See this link for full show notes and resources.
About the PSYWAR Podcast: Cognitive Crucible listeners can follow this link and check out the PSYWAR podcast. The PSYWAR podcast demystifies psychological operations, informs soldiers about how they can join the PSYOP regiment, discusses the future of Information Warfare, and sprinkles in some cool war stories.
Colonel Jeremy Mushtare is the Commanding Officer of the US Army’s 8th Psychological Operations Group (Airborne). During his Army career, Jeremy has held numerous command and staff positions. His last assignment was at the Pentagon as Director for Information Operations in the Office of the Assistant Secretary of Defense for Special Operations and Low-Intensity Conflict (SO/LIC).

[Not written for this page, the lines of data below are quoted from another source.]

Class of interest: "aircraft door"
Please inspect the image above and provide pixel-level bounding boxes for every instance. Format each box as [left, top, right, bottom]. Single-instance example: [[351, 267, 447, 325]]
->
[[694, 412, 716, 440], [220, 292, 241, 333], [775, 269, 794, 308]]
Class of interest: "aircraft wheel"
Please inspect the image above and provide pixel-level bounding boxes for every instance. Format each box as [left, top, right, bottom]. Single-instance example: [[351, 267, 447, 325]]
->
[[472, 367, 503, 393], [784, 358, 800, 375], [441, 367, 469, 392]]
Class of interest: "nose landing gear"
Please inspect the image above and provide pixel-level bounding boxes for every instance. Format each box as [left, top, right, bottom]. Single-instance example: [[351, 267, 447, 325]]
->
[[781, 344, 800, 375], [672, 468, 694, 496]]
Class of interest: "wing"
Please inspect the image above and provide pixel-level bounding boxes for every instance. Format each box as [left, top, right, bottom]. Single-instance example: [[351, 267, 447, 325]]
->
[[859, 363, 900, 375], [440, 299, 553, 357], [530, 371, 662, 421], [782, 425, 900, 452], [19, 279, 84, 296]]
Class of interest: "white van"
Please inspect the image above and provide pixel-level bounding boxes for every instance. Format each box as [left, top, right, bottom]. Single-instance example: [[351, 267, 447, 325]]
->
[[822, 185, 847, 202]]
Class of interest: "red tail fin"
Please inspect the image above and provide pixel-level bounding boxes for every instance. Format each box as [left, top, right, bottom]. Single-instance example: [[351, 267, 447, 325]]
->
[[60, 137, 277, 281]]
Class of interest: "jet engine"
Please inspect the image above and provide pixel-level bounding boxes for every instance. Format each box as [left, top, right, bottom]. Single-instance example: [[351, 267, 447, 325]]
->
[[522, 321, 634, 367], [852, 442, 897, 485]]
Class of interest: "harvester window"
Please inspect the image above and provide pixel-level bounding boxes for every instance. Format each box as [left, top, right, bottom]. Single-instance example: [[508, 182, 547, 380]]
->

Mr. Austin Branch is an Information Operations pioneer, practitioner and leader. He holds the distinction of being the Army’s very first FA30 Information Operations officer when that career field was just forming in the 1980s. While in uniform, he served at the tactical, operational, and strategic levels. Since retiring from the Army, Mr. Branch served in several senior executive civilian roles within the Department of Defense which focused on information operations, cyber, and counter-terrorism. Austin is also one of the founding members of the Information Professionals Association.
IPA is a non-profit organization dedicated to exploring the role of information activities, such as influence and cognitive security, within the national security sector and helping to bridge the divide between operations and research. Its goal is to increase interdisciplinary collaboration between scholars and practitioners and policymakers with an interest in this domain.